Hashing is very different from encryption even though so many people believe it is an encryption protocol. Yes it does scramble the data, so from that aspect it is an encryption program, but the big difference between hashing and encryption, is that Hashing is mathematically impossible to reverse. Now I’m not the kind of person that believes that something is impossible, but I’ve had to surrender myself to this concept. This is not to say that it cannot be broken…. because it can… it just cannot be reversed.
If we look at a hashing algorithm such as MD5, which is 128-bits, it’s role and purpose is to take any data you wish, and turn it INTO 128-bits. Now if you imagine I have a manual of 800 pages and I was to run it through the MD5 algorithm, the output would be 128-bits…. that’s 128 1’s and 0’s… how is it possible to turn 128 1’s and 0’s back into a 800 page manual? 128-bits might be big enough to indicate to us what language the book was written in, but what font type? Font size? Where is the page numbering? Are there pictures? Etc…
So if it’s impossible to reverse something that has been hashed, what is it used for? The simple answer is Integrity. Integrity is there for us to prove that the data has not been tampered with, or changed in any way, and to proof it came from the correct person.
As an example, If I was to send you an e-mail that said, “please pay John Doe $100”, and John Doe was to intercept that e-mail and changed it to say “please pay John Doe $1000” I would not be too happy when my account was debited with the wrong amount. So what if instead of just sending you a clear message, I was to take the original data “please pay John Doe $100” and then I was to take a secret word that only you and I knew about like “secretpassword” and hashed both values together. This would result in a 128-bit hash value (Result1), that I would then attach to the original message “please pay John Doe $100”
When you receive the e-mail it will have the original message “please pay John Doe $100” and it will have ‘Result1’. You will take the original message, and take the password that only you and I know about “secretpassword” and hash them together. You would end up with a result (Result2). If ‘Result1’ is equal to ‘Result2’ then the message is correct and has not been tampered with. If the two input fields “please pay John Doe $100” and “secretpassword” are used on both sides, the result has to be the same…. If the result is not the same, the two inputs used on my side are not the same as the two input fields on your side. Assuming we both have used the same password, then the only that could have changed is the message, proving the message has been tampered with, and we can throw it away.

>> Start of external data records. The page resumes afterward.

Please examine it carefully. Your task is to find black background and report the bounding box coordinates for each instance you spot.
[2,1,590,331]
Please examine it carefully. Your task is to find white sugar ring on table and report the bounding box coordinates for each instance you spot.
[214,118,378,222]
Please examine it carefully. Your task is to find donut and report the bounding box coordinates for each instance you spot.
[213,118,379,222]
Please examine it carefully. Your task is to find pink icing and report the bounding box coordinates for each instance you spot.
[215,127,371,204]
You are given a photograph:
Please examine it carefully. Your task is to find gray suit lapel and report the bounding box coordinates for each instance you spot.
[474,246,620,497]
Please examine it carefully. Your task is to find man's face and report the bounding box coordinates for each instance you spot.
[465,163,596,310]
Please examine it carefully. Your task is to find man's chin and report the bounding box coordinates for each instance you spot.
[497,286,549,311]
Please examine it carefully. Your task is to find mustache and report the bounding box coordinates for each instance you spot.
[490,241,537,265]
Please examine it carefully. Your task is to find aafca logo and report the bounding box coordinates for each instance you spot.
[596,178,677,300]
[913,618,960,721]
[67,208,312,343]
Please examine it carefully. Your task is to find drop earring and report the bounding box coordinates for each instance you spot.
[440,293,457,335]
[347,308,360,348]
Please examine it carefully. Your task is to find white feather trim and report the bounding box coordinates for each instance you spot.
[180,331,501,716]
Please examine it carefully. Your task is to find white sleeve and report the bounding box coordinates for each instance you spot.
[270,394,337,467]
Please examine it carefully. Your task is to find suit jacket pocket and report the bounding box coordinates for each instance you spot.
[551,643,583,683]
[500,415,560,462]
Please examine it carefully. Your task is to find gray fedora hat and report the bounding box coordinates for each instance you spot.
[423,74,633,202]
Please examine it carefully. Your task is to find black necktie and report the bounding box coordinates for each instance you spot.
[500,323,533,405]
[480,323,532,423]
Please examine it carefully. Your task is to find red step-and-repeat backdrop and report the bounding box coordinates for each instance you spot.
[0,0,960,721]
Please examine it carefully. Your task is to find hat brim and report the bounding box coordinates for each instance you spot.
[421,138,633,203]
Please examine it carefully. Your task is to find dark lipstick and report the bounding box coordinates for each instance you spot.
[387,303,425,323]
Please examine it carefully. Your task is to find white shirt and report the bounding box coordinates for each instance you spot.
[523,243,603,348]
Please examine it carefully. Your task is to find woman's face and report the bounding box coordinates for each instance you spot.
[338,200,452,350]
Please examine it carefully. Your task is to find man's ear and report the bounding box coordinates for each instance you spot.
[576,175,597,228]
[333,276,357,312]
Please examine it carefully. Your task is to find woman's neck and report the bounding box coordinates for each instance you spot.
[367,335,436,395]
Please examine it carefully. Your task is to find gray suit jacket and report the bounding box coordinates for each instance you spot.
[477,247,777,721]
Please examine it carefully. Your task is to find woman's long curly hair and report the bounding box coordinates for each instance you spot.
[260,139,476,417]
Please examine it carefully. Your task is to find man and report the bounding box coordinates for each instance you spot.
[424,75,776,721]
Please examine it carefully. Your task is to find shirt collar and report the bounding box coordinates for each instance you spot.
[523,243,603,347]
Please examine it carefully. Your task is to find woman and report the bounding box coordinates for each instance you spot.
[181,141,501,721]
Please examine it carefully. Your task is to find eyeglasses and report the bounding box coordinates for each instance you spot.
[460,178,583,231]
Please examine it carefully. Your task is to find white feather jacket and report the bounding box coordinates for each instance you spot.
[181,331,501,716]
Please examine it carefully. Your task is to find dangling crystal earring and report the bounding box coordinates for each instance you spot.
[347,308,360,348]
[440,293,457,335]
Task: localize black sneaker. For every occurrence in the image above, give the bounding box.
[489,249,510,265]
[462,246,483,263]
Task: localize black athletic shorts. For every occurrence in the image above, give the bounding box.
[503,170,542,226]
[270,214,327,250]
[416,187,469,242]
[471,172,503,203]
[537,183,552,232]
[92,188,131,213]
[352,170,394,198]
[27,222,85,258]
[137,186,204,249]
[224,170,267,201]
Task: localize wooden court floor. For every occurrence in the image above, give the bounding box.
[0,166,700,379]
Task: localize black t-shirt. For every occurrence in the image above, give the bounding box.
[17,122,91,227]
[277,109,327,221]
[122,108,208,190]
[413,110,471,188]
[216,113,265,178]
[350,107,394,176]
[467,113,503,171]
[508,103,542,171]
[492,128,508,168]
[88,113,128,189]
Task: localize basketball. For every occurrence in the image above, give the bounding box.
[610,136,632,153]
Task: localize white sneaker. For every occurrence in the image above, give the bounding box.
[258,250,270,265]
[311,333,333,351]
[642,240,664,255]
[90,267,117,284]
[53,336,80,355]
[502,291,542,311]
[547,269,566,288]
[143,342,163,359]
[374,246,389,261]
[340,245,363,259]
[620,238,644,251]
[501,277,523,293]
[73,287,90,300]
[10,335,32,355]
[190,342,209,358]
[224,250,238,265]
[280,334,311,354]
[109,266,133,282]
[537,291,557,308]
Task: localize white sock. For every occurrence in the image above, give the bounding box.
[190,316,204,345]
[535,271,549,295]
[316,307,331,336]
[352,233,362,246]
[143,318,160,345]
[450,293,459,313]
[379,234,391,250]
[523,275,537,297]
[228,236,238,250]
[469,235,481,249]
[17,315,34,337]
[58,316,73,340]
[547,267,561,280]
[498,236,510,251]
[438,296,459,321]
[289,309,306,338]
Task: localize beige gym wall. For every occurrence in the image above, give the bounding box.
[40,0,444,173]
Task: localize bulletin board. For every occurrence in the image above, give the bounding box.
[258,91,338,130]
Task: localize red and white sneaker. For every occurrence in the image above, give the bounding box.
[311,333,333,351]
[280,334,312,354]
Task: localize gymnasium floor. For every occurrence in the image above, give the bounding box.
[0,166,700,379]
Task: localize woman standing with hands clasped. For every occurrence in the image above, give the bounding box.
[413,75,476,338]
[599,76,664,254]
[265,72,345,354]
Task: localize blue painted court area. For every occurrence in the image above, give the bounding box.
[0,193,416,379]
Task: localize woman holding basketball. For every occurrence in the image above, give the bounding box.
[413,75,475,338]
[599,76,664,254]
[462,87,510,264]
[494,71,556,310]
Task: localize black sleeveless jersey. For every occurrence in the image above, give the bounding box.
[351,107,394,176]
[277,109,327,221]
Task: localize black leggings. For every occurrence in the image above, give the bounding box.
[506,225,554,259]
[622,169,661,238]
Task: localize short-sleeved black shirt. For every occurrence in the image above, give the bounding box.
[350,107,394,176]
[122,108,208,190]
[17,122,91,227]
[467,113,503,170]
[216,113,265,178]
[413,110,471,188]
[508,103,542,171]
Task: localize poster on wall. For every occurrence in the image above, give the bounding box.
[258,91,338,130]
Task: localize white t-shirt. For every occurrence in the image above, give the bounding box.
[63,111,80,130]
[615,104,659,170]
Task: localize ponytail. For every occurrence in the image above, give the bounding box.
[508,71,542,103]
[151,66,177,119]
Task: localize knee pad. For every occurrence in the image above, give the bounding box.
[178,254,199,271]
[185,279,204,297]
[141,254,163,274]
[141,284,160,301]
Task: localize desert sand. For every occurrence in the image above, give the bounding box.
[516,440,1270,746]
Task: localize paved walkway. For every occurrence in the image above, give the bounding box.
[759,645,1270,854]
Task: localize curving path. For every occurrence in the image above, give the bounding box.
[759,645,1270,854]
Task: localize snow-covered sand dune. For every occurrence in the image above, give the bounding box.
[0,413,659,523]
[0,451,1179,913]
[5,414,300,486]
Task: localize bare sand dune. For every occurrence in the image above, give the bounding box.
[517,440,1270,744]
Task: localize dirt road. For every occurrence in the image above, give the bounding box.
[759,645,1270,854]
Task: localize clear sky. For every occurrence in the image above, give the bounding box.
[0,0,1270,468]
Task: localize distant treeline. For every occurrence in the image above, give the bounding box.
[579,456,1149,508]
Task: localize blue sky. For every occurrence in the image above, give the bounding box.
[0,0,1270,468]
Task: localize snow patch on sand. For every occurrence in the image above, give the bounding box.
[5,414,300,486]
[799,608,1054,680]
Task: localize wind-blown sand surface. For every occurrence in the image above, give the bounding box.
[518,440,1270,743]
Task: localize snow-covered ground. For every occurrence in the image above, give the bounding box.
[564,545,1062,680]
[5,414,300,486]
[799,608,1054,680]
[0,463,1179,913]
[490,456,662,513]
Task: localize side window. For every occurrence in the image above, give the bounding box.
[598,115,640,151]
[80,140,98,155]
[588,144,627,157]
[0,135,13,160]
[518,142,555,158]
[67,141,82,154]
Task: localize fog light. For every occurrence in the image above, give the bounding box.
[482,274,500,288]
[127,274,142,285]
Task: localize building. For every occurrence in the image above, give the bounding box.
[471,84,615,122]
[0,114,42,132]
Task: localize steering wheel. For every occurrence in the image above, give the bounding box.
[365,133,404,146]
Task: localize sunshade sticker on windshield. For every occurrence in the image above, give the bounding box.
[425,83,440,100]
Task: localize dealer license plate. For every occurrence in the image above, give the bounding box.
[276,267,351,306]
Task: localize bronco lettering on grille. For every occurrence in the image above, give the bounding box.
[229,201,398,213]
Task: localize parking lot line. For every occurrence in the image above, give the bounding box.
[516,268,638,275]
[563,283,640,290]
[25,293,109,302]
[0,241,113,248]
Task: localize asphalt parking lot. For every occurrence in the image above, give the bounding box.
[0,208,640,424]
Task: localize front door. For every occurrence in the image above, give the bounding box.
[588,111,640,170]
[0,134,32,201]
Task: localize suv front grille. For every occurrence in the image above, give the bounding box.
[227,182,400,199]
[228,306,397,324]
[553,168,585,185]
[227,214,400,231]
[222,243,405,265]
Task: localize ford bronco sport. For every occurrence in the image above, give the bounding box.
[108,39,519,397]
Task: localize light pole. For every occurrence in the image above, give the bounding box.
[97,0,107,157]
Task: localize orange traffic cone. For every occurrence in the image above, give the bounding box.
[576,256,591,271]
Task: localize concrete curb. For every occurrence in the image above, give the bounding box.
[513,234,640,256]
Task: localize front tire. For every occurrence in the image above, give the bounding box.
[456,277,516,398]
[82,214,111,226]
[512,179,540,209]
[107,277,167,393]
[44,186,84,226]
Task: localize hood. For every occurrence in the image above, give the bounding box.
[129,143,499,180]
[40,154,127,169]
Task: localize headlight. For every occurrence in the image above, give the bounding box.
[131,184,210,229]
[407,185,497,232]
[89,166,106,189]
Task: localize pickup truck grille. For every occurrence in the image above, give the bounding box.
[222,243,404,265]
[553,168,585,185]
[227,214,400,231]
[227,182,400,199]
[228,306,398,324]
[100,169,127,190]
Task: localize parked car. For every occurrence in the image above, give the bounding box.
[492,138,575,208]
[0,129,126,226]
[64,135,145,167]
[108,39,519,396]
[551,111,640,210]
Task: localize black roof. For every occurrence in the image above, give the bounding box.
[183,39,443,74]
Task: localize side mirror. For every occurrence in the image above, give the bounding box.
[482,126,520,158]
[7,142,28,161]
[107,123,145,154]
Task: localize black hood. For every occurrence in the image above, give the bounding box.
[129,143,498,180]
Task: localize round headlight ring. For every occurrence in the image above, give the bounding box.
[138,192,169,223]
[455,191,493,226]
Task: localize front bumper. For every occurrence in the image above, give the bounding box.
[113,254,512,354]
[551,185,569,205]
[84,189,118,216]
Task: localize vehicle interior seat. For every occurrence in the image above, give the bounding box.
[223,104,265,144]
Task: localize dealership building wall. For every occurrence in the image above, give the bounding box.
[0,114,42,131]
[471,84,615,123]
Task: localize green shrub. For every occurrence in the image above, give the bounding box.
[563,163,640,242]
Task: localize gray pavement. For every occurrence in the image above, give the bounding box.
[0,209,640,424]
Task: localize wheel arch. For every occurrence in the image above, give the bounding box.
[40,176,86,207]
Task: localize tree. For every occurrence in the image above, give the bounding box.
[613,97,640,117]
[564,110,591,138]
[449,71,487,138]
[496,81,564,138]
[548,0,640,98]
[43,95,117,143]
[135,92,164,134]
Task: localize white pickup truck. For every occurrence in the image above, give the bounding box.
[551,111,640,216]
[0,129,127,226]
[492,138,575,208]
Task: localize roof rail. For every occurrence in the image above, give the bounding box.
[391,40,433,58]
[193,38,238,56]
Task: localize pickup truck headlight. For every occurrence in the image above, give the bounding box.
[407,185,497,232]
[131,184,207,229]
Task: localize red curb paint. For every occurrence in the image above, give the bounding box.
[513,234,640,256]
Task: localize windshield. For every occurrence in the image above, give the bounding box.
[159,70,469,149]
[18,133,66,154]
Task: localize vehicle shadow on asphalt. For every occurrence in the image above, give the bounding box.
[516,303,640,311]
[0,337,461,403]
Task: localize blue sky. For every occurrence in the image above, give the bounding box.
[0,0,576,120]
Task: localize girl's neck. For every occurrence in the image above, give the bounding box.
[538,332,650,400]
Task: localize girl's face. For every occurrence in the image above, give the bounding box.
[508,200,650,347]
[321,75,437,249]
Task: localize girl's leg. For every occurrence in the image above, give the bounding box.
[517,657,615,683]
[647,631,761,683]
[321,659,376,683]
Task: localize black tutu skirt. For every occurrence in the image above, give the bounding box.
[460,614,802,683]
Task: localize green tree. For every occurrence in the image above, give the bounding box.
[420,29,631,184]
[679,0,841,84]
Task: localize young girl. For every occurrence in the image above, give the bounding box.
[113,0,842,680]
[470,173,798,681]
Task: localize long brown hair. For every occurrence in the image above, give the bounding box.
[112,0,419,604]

Hashing is also used extensively in passwords for authentication. When I log onto my computer in the morning, I type my username “user” and I type my password “password”. My computer sends my username to my Domain Controller in clear text (no encryption or hashing), and sends the HASH of my password not the actual password! My Domain Controller knows what my password is supposed to be, so it checks my user account in its database, retrieves what my password should be, then it hashes my password that it retrieved from its database and compares that with what I sent it. If the two results are the same, I typed my password in correctly, if they are different, I got my password wrong. This is really good from a security point of view, as if someone was to ‘listen in’ on my conversation to try receive my password as it’s sent to the Domain Controller, all they would get is the Hash value, and not my password.
Note: When computers hash passwords they also include extra information in the equation such as the session number, which prevents the Hash from been re-played by someone else.